Per molti aspetti questa operazione di “beatificazione” ha prodotto una edulcorazione del messaggio di King: ha esaltato la sua nonviolenza, il suo saldo radicamento nella tradizione cristiana americana, la fiducia nella democrazia americana; ma al tempo stesso ha trascurato la sua denuncia dell’ingiustizia economica del sistema americano; la sua opposizione alla guerra in Vietnam, il sostegno alla causa dei poveri americani, bianchi e neri.

Dalle commemorazioni istituzionali esce così un King mummificato, un eroe che con la sua lotta e la sua morte assolve gli americani dai peccati dello schiavismo, del segregazionismo e del razzismo.

Per ricordare King in modo appropriato occorre innanzitutto studiarlo, senza avere paura di individuare e ricostruire le svolte che pure hanno caratterizzato il suo ministero: ad esempio la denuncia della guerra, o dell’intreccio tra razzismo, militarismo e interessi economici. E persino la sfiducia nel sistema americano: tutti ricordano e celebrano il King che nel 1963 pronunciò il discorso sul “sogno americano”; ben pochi ricordano che lo stesso King, negli ultimi anni della sua vita, parlava invece di “incubo americano”, una sorta di destino che condannava i ragazzi di colore e quelli più poveri alla marginalità sociale, in un sistema che invece predicava le uguali opportunità per tutti.
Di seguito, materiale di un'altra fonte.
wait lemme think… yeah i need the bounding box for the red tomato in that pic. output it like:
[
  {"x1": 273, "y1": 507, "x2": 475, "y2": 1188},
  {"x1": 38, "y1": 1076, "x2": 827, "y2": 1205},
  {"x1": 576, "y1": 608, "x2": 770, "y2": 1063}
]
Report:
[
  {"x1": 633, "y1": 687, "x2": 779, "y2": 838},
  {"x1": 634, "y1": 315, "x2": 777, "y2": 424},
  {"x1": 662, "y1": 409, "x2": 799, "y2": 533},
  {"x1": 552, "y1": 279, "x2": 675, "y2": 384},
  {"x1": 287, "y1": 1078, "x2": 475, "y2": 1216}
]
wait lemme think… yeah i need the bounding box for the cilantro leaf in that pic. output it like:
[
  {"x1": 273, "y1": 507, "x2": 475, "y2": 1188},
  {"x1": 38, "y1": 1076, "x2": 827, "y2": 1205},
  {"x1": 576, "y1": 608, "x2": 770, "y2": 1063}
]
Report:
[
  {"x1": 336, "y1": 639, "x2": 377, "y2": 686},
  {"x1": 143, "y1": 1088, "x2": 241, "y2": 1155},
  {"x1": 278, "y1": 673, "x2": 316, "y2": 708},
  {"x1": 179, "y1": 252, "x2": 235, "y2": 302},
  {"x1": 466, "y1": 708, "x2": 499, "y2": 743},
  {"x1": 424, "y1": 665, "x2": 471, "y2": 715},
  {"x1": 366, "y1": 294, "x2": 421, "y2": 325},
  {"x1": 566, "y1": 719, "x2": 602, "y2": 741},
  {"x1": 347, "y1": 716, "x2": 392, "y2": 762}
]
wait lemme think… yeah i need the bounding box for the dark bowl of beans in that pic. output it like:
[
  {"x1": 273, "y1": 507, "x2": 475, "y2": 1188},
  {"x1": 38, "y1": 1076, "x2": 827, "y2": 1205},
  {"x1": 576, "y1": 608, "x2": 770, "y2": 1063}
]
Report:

Per dare senso alle commemorazioni di King bisogna fare i conti sul razzismo di oggi e non solo quello di ieri. Un rapporto della prestigiosa e autorevole rivista Lancet documenta che negli ultimi quarant’anni le forze di polizia sono state coinvolte in oltre 30.000 uccisioni, in netta maggioranza di afroamericani. È questo il drammatico punto di forza di Black Lives Matter, il movimento nato tre anni fa dopo la morte di George Floyd, l’afroamericano ucciso da un poliziotto che per oltre otto minuti scaricò il suo peso sul corpo di un uomo disarmato.
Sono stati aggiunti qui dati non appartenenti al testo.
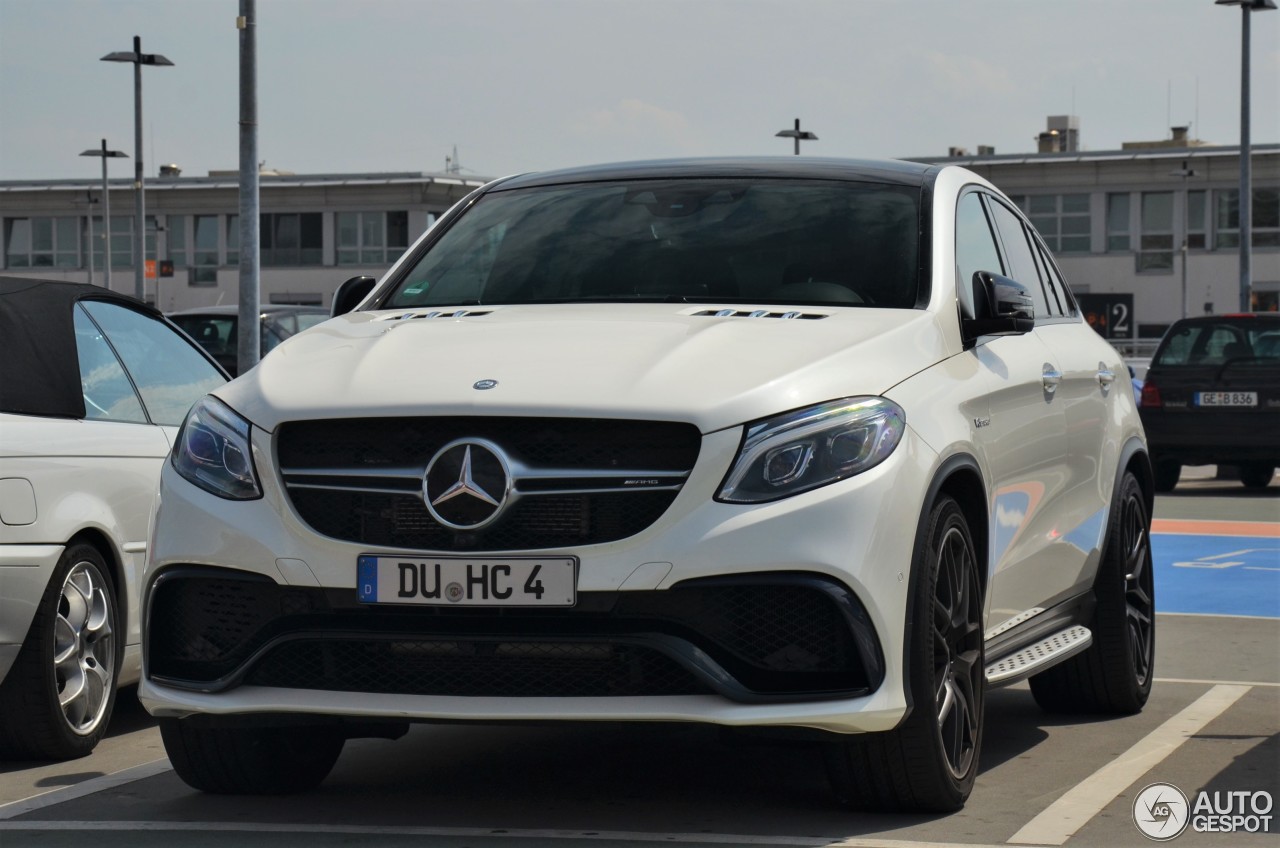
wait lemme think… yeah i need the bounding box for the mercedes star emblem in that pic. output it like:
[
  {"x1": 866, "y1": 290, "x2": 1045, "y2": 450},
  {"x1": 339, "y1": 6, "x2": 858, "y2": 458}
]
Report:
[{"x1": 423, "y1": 438, "x2": 512, "y2": 530}]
L’eredità di King si gioca su questi temi, non sulla celebrazione del sogno americano che garantisce il diritto alla vita, alla libertà e al perseguimento della felicità. Non a tutti, almeno, e ai neri americani assai meno che ai bianchi.
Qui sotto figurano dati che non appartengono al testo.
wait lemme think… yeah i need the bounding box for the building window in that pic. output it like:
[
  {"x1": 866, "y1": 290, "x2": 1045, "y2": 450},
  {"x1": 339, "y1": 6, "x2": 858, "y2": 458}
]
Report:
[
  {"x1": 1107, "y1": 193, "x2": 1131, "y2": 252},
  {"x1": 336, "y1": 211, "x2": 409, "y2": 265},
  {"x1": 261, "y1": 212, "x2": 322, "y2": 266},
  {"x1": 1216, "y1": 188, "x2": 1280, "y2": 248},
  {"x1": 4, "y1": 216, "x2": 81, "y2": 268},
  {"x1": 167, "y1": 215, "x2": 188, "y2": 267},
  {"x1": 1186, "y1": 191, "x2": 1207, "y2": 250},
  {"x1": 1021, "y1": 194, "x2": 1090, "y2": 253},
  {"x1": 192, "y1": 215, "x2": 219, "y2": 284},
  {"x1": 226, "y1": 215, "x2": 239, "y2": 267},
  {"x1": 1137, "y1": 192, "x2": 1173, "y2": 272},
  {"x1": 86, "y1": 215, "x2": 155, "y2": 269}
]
E poi c’è li tema della guerra. Ogni paragone tra la guerra in Vietnam e l’invasione russa dell’Ucraina non ha senso. Diversi i contesti, diversi gli attori, diverse le strategie. Soprattutto, come americano, King stava dalla parte degli aggressori e non degli aggrediti. Quindi non credo si possa semplificare un confronto impossibile e complesso, immaginando che cosa King avrebbe detto o fatto di fronte alle stragi russe in Donbass.

Però sappiamo che King condannava la logica della guerra, gli investimenti nel settore militare e la politica degli armamenti. E quel monito resta pienamente attuale, e dovrebbe esserlo sempre non soltanto di fronte a un conflitto. A quel punto è già troppo tardi. La pace vera e duratura si prepara e si costruisce in tempi di pace.

Ma King fu anche e soprattutto un pastore evangelico. E per ricordarlo in modo appropriato non si può prescindere dal suo legame con la tradizione delle chiese nere, quelle nate nelle piantagioni dove gli schiavi, esclusi dalla Santa Cena celebrata nella chiesa del loro padrone, dettero vita a chiese loro, magari iniziando a pregare sotto un albero o nei pressi di un pollaio. E in quelle chiese, chi poteva e sapeva leggeva la Bibbia, spesso l’Antico testamento e le pagine della liberazione del popolo d’Israele dalle catene del Faraone. La fede cristiana di Martin Luther King si plasmò in quelle letture che divennero il sermone della sua vita. Una testimonianza cristiana incarnata nella storia: questo ci lascia MLK. E la profezia di una comunità di uomini e di donne riconciliata in Cristo, quella che lui chiamava la beloved community.

Giustizia razziale, antimilitarismo, riconciliazione: sono questi i temi da cui ripartire per comprendere l’eredità di King e liberarlo dall’ingessatura retorica che gli è stata costruita addosso».